LGBT rights advocates are still waiting for the U.S. Department of Housing & Urban Development to issue regulations on changes it announced late last year to include LGBT families in low-income housing programs.

The department announced plans to make the changes Oct. 26 — more than six months ago — but the changes have yet to be enacted.

Natalie Chin, a Lambda Legal staff attorney, said she didn’t know whether HUD has taken an unreasonably long time to implement the changes, but acknowledged that “it’s been quite some time” since they were first announced.

“It would be nice to get updates just to let us know what’s going on,” she said. “We just haven’t heard anything about it, so that just makes me concerned they’re getting credit for something that doesn’t even exist yet, and it’s important that this actually happens and that they follow through.”

Darlene Nipper, deputy executive director of the National Gay & Lesbian Task Force, said her organization is among those waiting for HUD to issue the new regulations.

“Like everyone else, we’re hoping that they do it sooner rather than later,” she said. “And probably, like everyone else, we’re not surprised that it’s taking time. Unfortunately, that’s the way things go with the government sometimes.”

The changes are intended to ensure the department’s low-income housing programs don’t discriminate on the basis of sexual orientation or gender identity. They would clarify the term “family,” as used to describe the public housing and Housing Choice Voucher programs, to include otherwise eligible LGBT people and couples.

Additionally, the changes would require grantees and others who participate in HUD programs to comply with local and state non-discrimination laws regarding LGBT people.

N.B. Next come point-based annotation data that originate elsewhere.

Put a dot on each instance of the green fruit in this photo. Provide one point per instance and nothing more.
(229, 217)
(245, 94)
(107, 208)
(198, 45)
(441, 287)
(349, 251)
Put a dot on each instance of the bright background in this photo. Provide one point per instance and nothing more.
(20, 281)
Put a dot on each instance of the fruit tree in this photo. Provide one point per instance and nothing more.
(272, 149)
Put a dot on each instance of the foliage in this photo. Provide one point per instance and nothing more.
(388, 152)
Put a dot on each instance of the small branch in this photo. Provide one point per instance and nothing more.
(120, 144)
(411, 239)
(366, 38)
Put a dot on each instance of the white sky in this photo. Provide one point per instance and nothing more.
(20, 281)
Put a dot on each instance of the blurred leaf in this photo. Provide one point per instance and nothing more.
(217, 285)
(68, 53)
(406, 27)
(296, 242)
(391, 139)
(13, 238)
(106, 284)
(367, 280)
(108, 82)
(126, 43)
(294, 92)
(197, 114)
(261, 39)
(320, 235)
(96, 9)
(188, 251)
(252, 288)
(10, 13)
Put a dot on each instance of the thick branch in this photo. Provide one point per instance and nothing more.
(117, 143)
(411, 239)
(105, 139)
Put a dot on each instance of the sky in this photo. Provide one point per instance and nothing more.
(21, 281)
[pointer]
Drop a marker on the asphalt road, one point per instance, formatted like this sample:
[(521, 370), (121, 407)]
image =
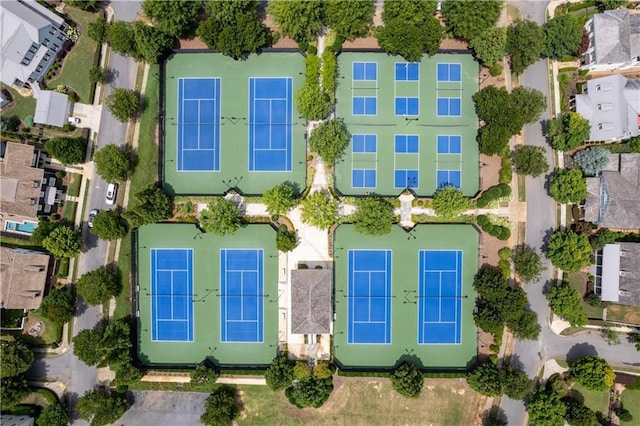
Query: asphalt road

The changes also would ensure that all Federal Housing Administration-insured mortgage loans are based on a borrower’s credit-worthiness and not on unrelated characteristics such as sexual orientation or gender identity.

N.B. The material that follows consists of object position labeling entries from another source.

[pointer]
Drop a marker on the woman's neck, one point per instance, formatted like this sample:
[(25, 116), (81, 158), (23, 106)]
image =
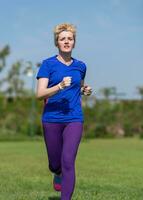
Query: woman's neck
[(64, 57)]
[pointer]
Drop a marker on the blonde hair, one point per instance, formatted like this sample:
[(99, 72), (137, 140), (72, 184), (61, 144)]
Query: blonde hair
[(63, 27)]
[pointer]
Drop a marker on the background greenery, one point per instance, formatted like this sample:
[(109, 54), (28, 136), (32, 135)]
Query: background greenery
[(106, 169)]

The proposed but unimplemented changes were among the accomplishments that Human Rights Campaign President Joe Solmonese recently cited in crediting the Obama administration with improving the lives of LGBT people. He praised HUD for making the changes during an April 22 discussion on the Michelangelo Signorile radio show on Sirius XM’s OutQ.

“We asked them to do a number of things at HUD to ensure that LGBT families are not discriminated against in housing issues,” Solmonese said. “They’ve done all of them.”

In a statement, Michael Cole, an HRC spokesperson, said Solmonese’s comments during the radio show “gave credit where credit is due” to the Obama administration.

“The Department of Housing & Urban Development committed to concrete steps to protect our community and they are doing so,” Cole said. “A proposed regulation prohibiting LGBT discrimination in HUD programs is under internal review and will soon be published for public comment.”

Cole said HRC would like the process to “move more quickly,” but that doesn’t “diminish the fact that they are positive and praiseworthy steps forward.”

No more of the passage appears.